Opening with the cool spaghetti-spy instro "Doodle," Upcoming heads into the syncopated groove of "Said and Done," the first glimpse of what can best be called over-thinking in the studio. "Not the Type" carries a middle-of-the-road safeness that, except for a ripping Donovan solo, also cools the album off. Luckily, "Like Today," a pop gem that shimmers vocally, picks up the pace to "Go Girl" (which cops the opening Holy Trinity of chords from "Smoke on the Water" and ends up becoming the great, lost Knack single). "Ladder" features Bill Nelson pulling an acoustic turn, and "Both Ends" is another fine popper that bows deeply to mid-'70s Cheap Trick while displaying drummer Dave Nelson's John Woo style -- fluid and beautiful somehow result from ugly chaos. It's obviously a jazz upbringing being scuttled in childhood by watching too much Keith Moon. "Higgie D" is a trippy number with funk that is usurped by a Beatles chorus, and "Remember When" is sung by Dave Nelson with such ragged simplicity that it owes as much to Tommy Stinson as it does to the Stones. "Outta Place" revisits the too-much-time-in-post-recording syndrome, while "Background" closes the disc out with an airy, experimental touch (there's also the show staple "Smack the Puppet" hidden as a bonus track) that seems to capture (with a much better result, though) what the band wanted to get across in the studio on numbers like "Outta Place" and "Said and Done." While Upcoming should be seen as a top-notch effort, it still seems to lack the fire they display during live shows. Edges have been sanded down, spastic drumming has been minimized, and Donovan's searing guitar is reeled in or layered with effects. So, though it isn't the killer it might have been, it's still worthy of notice.

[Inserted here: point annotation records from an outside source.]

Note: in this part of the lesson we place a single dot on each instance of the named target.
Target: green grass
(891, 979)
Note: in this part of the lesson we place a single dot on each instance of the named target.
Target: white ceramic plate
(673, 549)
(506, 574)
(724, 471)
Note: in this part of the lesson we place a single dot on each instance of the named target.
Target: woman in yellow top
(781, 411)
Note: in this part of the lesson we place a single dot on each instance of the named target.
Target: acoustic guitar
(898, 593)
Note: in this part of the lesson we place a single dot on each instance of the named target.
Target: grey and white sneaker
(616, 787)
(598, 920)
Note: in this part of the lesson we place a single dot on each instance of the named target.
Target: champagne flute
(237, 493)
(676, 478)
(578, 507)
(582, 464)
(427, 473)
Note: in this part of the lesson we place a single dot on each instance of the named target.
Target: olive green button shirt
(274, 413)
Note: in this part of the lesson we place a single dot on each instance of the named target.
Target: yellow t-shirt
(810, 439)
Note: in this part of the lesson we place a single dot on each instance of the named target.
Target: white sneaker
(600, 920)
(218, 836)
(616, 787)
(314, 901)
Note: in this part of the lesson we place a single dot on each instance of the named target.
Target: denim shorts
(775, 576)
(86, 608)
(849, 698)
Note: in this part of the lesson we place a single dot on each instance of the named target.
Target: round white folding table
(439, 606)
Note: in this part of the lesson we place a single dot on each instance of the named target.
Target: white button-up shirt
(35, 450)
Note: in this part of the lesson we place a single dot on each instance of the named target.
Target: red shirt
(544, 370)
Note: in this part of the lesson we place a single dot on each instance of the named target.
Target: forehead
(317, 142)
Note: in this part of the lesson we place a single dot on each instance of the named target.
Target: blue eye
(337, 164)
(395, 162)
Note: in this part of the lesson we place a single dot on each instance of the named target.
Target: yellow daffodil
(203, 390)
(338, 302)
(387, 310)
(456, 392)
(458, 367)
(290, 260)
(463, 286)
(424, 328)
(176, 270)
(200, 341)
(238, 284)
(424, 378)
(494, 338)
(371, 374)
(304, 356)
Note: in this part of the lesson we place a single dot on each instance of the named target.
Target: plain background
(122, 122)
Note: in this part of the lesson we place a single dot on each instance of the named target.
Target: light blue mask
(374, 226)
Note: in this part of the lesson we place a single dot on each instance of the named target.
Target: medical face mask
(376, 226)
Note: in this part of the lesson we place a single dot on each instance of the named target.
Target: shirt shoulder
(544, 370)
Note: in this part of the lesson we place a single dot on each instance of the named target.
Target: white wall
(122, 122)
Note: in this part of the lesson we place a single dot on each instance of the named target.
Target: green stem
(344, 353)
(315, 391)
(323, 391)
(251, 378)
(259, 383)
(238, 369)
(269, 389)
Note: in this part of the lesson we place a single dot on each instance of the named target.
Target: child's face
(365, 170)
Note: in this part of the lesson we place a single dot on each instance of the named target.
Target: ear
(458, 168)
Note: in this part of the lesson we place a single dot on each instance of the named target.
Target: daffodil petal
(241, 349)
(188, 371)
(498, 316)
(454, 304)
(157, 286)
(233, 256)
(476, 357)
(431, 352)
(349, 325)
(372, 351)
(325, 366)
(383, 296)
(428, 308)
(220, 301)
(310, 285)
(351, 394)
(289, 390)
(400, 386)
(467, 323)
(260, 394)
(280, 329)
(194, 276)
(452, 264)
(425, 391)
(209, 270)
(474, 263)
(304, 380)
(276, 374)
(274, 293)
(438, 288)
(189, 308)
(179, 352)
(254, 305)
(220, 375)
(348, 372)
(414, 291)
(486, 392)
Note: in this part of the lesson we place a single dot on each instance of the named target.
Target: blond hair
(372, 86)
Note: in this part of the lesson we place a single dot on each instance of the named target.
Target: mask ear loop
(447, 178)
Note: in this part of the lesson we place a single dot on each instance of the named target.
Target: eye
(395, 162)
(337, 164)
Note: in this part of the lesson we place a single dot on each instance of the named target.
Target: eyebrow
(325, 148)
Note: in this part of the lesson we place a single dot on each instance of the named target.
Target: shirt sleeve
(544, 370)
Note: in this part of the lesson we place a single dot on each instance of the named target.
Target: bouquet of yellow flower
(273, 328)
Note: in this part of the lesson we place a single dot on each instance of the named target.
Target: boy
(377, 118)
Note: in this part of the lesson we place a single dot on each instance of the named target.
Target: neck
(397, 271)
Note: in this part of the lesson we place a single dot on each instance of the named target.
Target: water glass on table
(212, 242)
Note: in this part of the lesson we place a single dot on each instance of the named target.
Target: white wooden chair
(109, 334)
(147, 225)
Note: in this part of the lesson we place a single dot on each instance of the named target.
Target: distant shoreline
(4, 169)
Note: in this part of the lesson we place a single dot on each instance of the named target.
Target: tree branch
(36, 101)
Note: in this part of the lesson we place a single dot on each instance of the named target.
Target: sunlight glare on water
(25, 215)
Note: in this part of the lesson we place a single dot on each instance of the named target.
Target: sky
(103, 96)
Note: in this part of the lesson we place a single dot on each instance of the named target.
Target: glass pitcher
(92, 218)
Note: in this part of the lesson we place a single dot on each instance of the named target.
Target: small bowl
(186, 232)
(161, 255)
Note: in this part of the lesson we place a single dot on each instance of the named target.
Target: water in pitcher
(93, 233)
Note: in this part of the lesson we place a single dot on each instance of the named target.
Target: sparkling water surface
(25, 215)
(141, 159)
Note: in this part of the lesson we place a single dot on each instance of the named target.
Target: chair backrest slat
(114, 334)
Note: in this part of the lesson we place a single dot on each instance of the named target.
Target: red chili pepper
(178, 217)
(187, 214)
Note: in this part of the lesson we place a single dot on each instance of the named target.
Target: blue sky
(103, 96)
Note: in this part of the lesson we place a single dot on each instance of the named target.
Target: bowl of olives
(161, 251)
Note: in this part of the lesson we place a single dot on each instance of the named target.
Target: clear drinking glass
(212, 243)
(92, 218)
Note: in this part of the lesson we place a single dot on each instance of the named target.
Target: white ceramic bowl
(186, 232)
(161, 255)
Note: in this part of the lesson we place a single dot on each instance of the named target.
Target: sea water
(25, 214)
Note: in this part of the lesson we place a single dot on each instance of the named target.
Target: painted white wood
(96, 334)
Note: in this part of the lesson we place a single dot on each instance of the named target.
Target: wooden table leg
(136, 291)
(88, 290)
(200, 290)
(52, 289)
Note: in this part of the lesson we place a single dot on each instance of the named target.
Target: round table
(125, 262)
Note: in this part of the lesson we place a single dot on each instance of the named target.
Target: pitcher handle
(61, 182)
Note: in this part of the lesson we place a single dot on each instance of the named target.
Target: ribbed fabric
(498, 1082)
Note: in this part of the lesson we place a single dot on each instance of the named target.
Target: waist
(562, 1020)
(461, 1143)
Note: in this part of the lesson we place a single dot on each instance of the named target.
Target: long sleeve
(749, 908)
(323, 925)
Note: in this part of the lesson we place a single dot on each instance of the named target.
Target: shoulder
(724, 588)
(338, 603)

"I may have spent too much time mixing. It's a slippery slope. I coulda been done a year ago, but it wouldn't have sounded as good," says Nelson. "After all the time it took us to do this, we gotta promote it as opposed to `well we sold 50 [tonight] and I got 950 left in the box!'"

Local Buzz

It took a while, and it was completed with a stealth-like lack of attention, but Marc Copley (formerly Barnicle) has signed a deal with industry biggie RCA Records. The James Montgomery/Mary Lou Lord sideman also received every condition he asked for in the contract, which is highly unusual. Congrats. Our fingers are crossed here at HQ. Prize Fighter are wrapping up pre-production and getting ready to head into the studio with producer Brian McTernan (whose credits include the Promise Ring, Texas is the Reason, and Garrison). Speaking of Garrison, the band are in the studio working with Kurt Ballou on material for their first full-length release on Revelation Records. The band played some of the upcoming material at the Lucky Dog's Local Musicians for Local Heroes benefit. It's been awhile since the Worm had a true-blue, ass-kickin', old-school, beer-swigging bar band to root for, but the Ugly Americans might fill the bill. With only one gig under their belt, they, we reckon, could be the best thing for local taverns since the Furies. Just stick them in the corner and let 'em rip. The Jay Tyer Quartet, without question one of the area's top-three contemporary jazz outfits, have released their debut disc, Metacomet. And it's sublimely fabulous. Make sure to call WICN and request it.